Hundreds of officers were gathered at Kanata’s Brookstreet Hotel, ready to be bused downtown, when the operation was disbanded. Sources say members of the Ottawa police liaison team thought they could negotiate a voluntary withdrawal of truckers. Around the same time, a second raid on the Coventry camp was called off. On February 9, councillor Rawlson King was visiting the baseball stadium after hearing resident concerns that protesters were buying large quantities of bear spray at nearby hardware stores. He watched as two chartered buses full of police officers drove onto the lot — and then drove away.
Those mishaps may have marked the moment things unravelled for Sloly. Sources say he had difficulty trusting his senior commanders. On February 15, the day he resigned, CBC reported that multiple provincial and police sources said the RCMP and OPP had delayed requests for additional resources because Ottawa Police Services failed to provide a “firm operational plan.” Two days later, those extra officers would materialize.
The day after Sloly resigned, Diane Deans, head of the city’s police services board, which oversees the force, was ousted at a contentious, emotional council meeting.

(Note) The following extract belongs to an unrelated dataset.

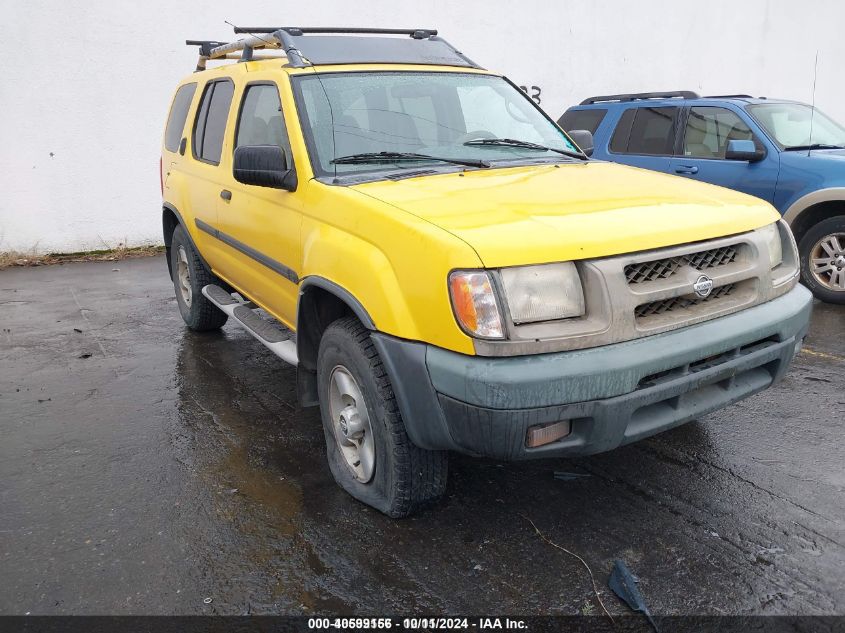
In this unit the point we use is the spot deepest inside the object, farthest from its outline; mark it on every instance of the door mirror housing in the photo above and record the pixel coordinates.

The dramatic evening saw her fellow board members resign in solidarity, and her allies call for the resignation of the mayor.
In the end, it took nearly 2,000 officers from across 20 different police services to dismantle the occupation. The price tag for policing would be a whopping $36.6 million in a siege that lasted 24 days.
Three years ago Peter Sloly was hired to repair race relations in the city following the death of a Somali-Canadian man. He was hired by a board led by Diane Deans, the city’s first female police chair. They ushered in what many hoped would be a new progressive phase in policing. Now these two leaders have taken the fall in a movement dominated by white men flouting laws.